Ellon firm to build £2m portable testing facility for oil and gas sector

The testing facility will be based at the National Decommissioning Centre in Ellon. (Image credit: University of Aberdeen/NDC)

SENGS is to build a new £2 million ‘world-leading’ testing facility for oil and gas on behalf of the National Decommissioning Centre (NDC).

The Ellon-based engineering firm, which is a Pryme Group company, will build the portable onshore test facility which will be based at the NDC in Newburgh.

NDC said that, as well as directly benefiting the local economy through the construction and operation phase, the project will also enable the development of a national research cluster in the field.

The facility will be used by technology developers to trial new techniques that NDC said could ‘significantly’ reduce the costs and risks involved in deploying new techniques for sealing wells.

It added that the North Sea has ‘some of the world’s most stringent’ regulations when it comes to well plugging and abandonment, which is the ‘biggest single decommissioning cost that North Sea operators currently face’ – with it saying that current practices generally require the use of a drilling rig to plug and abandon a well at an average cost of £5 million each.

NDC explained that, whilst new technologies are emerging that don’t require the use of a rig, proving these technologies requires access to an onshore well which is ‘risky and costly’. It said that the test chamber will overcome these issues by providing a ‘safe’ and ‘inexpensive’ alternative for testing that can stimulate the commercialisation of new techniques.

The project is funded by the Scottish Government’s decommissioning challenge fund via the Net Zero Technology Centre (NZTC), which along with the University of Aberdeen is a partner in the NDC.

Dr Sergi Arnau, who is leading the project at the NDC, said, “There are currently several rig-less plugging and abandonment technologies under development, including the use of thermite, bismuth alloys, and resins. But to be accepted by industry these techniques need to be verified, qualified and shown to be at least as effective as traditional cement plugs.

“The Barrier Qualification Test Chamber will significantly reduce the cost and risks associated with testing and qualifying new plugging and abandonment techniques and allow for the removal and analysis of the plugs, which is impossible through normal, offshore testing.

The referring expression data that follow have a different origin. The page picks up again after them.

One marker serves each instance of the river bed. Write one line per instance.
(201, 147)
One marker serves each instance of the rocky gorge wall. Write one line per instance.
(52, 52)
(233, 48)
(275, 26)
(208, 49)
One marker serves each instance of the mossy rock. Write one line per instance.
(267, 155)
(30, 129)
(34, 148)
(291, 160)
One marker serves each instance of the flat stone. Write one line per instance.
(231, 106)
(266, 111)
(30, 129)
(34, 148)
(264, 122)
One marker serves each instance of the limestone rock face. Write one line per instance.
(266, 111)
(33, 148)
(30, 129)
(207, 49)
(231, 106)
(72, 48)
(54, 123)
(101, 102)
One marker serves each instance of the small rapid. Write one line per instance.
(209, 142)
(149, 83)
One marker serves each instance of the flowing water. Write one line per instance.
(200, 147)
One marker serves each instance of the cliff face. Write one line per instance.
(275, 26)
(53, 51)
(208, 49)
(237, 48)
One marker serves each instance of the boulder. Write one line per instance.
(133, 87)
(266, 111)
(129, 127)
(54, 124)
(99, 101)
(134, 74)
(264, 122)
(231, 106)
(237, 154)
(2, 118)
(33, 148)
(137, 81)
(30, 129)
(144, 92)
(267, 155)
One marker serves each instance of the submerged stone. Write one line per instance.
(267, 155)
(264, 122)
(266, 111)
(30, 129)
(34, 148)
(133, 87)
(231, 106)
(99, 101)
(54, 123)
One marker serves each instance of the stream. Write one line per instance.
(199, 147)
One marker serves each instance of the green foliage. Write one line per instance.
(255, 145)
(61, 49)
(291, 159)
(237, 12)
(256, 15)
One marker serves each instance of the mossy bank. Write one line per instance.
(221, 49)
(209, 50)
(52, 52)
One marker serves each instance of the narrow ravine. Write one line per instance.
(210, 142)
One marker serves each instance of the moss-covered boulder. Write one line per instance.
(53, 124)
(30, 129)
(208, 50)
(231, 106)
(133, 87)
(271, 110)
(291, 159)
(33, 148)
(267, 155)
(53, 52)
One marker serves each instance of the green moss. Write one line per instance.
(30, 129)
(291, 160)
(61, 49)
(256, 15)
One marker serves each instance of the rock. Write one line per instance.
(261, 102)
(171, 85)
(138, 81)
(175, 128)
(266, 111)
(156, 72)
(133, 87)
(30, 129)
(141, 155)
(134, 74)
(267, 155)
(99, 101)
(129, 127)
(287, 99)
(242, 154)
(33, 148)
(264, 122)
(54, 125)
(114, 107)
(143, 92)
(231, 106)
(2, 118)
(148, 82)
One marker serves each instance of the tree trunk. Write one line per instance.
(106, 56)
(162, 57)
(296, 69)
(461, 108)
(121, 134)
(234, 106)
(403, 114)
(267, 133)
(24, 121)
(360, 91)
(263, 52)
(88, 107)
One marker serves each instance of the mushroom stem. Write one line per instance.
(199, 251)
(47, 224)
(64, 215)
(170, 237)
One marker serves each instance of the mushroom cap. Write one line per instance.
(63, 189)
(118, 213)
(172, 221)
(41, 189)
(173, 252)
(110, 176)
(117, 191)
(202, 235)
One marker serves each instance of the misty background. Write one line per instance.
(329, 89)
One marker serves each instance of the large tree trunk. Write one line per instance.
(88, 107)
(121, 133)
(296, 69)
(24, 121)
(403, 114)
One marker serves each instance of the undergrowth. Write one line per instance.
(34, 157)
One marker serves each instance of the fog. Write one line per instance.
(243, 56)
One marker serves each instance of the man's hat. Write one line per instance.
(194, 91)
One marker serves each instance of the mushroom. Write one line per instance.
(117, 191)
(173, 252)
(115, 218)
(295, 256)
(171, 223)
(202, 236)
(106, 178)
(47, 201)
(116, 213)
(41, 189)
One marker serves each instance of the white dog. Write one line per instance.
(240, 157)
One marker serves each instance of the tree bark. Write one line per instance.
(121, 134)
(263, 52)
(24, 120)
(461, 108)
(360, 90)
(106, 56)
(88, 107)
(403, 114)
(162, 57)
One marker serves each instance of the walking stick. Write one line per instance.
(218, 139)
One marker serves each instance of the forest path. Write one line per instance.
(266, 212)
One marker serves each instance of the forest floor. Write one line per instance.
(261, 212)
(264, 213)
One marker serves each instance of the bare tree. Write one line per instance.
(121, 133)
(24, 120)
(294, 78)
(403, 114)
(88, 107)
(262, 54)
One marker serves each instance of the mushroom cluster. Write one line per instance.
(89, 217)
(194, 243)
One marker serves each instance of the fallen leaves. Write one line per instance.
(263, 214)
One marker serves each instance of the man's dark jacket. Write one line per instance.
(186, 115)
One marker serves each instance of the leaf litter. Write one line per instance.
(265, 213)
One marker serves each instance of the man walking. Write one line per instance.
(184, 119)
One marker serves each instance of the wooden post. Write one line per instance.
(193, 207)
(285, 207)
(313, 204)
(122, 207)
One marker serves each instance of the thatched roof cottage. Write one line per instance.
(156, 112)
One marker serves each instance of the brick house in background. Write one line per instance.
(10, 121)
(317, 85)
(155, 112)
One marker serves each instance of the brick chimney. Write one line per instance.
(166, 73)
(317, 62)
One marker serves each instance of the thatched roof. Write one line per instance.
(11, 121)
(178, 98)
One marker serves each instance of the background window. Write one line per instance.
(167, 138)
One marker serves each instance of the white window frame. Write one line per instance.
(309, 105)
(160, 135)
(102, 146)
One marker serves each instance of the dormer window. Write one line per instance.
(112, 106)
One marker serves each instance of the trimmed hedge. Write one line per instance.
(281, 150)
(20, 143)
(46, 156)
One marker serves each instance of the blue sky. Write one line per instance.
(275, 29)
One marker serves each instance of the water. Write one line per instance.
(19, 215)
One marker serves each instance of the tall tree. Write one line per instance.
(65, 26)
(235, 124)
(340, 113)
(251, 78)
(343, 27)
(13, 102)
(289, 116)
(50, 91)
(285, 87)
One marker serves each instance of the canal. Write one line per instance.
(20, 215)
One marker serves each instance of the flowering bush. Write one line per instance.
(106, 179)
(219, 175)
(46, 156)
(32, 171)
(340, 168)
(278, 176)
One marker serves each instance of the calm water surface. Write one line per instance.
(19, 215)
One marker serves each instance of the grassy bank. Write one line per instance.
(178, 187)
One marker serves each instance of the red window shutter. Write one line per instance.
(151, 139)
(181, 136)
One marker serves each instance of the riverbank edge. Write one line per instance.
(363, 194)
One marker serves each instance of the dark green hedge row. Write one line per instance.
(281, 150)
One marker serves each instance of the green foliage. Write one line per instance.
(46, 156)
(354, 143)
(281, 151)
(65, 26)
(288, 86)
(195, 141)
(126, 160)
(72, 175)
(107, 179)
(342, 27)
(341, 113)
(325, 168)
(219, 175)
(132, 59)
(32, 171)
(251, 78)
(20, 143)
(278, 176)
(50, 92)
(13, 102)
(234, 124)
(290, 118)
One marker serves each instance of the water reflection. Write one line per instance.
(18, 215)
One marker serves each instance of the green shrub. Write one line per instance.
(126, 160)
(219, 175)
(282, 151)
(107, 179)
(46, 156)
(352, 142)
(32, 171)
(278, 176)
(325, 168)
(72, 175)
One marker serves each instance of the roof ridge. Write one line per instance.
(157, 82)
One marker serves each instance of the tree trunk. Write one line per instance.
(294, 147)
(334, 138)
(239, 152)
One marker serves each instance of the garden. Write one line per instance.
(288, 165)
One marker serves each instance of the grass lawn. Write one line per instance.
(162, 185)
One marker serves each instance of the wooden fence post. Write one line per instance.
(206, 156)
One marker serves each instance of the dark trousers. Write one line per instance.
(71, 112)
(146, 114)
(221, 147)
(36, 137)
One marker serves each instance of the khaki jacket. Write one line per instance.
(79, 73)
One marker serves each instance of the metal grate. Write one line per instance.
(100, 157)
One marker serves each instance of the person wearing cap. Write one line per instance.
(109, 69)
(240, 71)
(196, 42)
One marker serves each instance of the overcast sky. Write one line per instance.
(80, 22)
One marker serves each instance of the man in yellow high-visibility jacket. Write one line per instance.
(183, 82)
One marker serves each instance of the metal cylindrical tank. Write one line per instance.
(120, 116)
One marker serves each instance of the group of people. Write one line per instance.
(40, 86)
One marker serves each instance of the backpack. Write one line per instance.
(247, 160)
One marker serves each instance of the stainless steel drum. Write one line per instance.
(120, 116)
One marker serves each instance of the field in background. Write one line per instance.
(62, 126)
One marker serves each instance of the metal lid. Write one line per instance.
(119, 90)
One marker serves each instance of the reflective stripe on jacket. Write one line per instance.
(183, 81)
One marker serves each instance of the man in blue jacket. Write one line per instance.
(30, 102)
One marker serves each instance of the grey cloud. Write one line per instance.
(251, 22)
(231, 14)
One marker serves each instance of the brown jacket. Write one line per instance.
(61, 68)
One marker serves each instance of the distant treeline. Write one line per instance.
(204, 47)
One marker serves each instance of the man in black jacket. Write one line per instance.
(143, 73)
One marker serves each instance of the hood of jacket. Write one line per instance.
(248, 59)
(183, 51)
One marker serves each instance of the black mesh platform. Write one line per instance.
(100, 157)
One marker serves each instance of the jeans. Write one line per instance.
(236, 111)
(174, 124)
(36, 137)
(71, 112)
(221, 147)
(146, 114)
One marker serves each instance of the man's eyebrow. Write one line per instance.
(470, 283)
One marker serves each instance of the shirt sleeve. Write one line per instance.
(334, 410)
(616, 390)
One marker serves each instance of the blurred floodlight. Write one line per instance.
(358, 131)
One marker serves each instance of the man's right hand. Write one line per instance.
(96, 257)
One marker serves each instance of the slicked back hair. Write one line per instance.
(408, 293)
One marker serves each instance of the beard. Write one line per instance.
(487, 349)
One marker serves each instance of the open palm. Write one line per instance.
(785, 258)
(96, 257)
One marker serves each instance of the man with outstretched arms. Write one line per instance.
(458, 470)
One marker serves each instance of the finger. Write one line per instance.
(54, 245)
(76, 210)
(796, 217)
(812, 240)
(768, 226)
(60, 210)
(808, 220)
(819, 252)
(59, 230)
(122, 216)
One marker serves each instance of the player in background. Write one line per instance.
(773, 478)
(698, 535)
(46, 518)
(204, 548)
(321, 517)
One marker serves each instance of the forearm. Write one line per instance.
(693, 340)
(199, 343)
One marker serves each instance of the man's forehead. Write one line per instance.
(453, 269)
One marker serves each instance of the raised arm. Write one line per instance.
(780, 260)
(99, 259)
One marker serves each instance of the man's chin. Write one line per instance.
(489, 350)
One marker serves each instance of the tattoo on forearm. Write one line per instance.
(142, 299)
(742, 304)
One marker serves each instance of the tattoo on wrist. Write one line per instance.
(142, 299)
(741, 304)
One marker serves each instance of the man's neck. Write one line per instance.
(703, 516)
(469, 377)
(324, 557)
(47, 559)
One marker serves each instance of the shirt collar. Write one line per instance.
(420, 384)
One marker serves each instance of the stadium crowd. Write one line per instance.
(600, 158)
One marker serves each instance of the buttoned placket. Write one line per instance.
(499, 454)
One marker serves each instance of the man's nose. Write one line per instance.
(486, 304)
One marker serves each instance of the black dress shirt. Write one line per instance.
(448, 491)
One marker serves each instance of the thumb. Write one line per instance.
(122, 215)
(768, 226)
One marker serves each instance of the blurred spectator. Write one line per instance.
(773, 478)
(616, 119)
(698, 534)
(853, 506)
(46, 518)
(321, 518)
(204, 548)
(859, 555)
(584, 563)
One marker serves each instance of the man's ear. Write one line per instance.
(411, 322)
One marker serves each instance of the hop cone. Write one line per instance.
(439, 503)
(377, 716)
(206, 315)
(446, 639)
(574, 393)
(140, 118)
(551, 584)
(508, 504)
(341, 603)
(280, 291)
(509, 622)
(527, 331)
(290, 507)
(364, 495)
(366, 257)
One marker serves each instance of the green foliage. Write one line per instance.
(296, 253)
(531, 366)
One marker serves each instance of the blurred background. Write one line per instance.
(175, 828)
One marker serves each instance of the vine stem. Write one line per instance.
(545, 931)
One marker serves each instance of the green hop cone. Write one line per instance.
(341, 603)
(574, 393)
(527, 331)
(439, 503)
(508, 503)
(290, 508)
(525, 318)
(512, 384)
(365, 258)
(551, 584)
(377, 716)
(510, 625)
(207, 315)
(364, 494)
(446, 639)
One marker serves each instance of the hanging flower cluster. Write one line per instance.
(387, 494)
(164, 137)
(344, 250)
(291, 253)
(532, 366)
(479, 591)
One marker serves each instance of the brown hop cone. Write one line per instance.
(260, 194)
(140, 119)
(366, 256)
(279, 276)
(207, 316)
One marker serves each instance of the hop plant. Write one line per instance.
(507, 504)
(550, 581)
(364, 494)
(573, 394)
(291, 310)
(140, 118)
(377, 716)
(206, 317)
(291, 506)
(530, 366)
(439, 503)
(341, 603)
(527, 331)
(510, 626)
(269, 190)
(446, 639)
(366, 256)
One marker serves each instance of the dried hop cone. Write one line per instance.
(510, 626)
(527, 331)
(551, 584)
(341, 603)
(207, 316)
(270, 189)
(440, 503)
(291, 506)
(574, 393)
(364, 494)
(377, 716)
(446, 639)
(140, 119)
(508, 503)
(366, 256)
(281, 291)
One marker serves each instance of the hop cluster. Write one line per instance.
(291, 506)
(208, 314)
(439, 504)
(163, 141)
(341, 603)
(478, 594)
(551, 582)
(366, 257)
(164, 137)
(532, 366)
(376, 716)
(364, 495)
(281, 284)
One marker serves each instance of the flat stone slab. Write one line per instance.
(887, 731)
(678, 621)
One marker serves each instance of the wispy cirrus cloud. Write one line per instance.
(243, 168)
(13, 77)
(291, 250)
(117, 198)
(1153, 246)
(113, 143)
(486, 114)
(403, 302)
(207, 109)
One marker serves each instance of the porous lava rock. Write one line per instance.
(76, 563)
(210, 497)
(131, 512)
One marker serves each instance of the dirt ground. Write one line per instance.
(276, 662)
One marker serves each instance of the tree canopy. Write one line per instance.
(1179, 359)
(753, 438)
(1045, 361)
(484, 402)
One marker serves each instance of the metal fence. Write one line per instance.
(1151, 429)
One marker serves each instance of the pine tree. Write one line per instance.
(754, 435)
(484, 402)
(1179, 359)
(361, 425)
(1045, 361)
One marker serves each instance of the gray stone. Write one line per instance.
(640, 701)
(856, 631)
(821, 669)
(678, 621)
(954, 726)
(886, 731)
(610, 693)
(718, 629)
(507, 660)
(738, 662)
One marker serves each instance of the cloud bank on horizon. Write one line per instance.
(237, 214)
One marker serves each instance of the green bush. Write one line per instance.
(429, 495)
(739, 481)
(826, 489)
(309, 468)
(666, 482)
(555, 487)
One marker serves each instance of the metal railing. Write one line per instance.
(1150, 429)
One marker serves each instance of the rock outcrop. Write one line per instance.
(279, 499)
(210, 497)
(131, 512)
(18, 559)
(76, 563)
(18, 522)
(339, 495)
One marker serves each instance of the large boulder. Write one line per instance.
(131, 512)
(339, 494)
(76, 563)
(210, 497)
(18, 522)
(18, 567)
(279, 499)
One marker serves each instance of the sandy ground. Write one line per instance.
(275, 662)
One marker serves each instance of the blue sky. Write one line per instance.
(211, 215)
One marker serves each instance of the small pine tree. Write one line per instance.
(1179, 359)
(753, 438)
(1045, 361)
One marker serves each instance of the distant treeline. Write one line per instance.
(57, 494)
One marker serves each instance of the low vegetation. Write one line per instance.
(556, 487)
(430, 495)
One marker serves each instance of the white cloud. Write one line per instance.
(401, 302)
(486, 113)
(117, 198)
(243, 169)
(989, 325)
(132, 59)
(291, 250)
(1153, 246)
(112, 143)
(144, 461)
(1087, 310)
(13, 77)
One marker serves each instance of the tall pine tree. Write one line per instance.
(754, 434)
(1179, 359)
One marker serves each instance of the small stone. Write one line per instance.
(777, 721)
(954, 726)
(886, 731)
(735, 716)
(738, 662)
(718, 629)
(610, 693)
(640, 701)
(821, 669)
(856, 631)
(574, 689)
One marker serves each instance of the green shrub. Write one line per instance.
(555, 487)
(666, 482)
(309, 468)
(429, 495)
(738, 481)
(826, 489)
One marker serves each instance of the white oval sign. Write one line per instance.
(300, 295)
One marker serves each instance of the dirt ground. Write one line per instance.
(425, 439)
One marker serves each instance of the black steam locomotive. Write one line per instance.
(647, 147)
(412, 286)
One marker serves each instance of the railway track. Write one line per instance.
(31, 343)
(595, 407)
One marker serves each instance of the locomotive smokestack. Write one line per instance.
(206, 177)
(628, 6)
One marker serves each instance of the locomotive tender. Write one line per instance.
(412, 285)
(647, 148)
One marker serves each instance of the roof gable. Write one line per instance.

“This will help to validate new techniques while accelerating commercialisation and deployment. Not only this, but the techniques developed and proved by this new facility will be directly exportable to basins around the world, underlining its potential on a global scale.”

NDC director Professor Richard Neilson, of the University of Aberdeen, is a co-investigator in the project. He said: “While the short-term benefits of the project are clear, in the long term it will stimulate the creation of a cluster that will benefit industry and academic research in the north-east of Scotland and beyond.

“The NDC is ideally placed to host this equipment given the strength of our in-house expertise and proximity to the North Sea, as well as the availability of other complementary testing equipment providing a one-stop shop for solutions.”